God’s creativity is boundless. Throughout each day God would layer His canvas with different environments. In succession, he would populate each environment with diverse and abundant life. Just as the stars God placed in the sky, every domain stands with countless signs and symbols of God’s character. Ultimately, from the wheat field to the ocean’s marine life tells the story of Jesus Christ.
Humanity was an integral part of God’s creation. After forming man in His image from the dust of the ground, God gave Adam life by breathing into him. God’s breath would carry with it a desire and capacity to imagine and create. It is an attribute that comes from God. God used His creativity to express Himself, and express His son Jesus Christ. As believers, made alive by what Jesus has done, and set apart and sanctified by His blood, our creativity and imagination should produce a self-expression of Godliness and sanctification. As faith wells up from inside, the Holy Spirit guides us in an outpouring of expression, an expression that glorifies God. Today may you create and imagine, may the Holy Spirit inspire in you a new song that tells of the love of God, and witnesses to the glory of Jesus Christ.
1 Samuel 17:38-40
In the Psalms, David declares that God has numbered every hair on our head. In Jeremiah, God tells the prophet “I knew you before I formed you in your mother’s womb. Before you were born I set you apart”. We are God's creation. He creates each human individually. There are no duplicates. As creators ourselves, we understand the value of being unique and individual. We are all born with different talents and personalities. The Lord did not do this by accident. We are born with these differences to His glory.
In 1 Samuel, The Israelites are lined up to war against the Philistines. It was custom back then to put forth a champion from each side to possibly avoid bloodshed. If agreed, the fight would be decided by these two champions from each side, rather than the entire armies fighting. In this case, the Philistines put forth Goliath, a giant. For days Goliath ridicules the Israelites because no champion from their side will come forward to accept the challenge. When young David arrives to the front lines, he boldly is eager to accept the challenge. Saul hears that David is willing to fight Goliath. Although Saul was unwilling to put himself out there against Goliath, he quickly tries to unwittingly conform David to be more like him. He urges David to wear his armor. The symbolism of wearing someone else’s armor in this case represents trying to use someone else’s methods or approach to achieve something for God. David was wise enough to know that He could not use someone else’s armor. It did not fit him. Although David probably didn't fit the description of a great warrior without armor just carrying a sling and five stones, he was exactly who God had created to defeat Goliath.
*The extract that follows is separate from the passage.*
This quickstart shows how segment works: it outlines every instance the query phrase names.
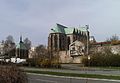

He didn't meet up to the worlds expectations of someone who would triumph, because they couldn't see with God’s eyes. It is often easier to try to learn to copy someone else’s methods to try to achieve something for God. However, God didn’t create our uniqueness and individuality for us to conform to a duplicate of someone else. God didn’t call the armored warrior to defeat Goliath. He called a young shepherd with a sling. Today may you rise up as the unique creation that God has called you to be, free of pressure to conform, and may the unique vision of God shine through your life!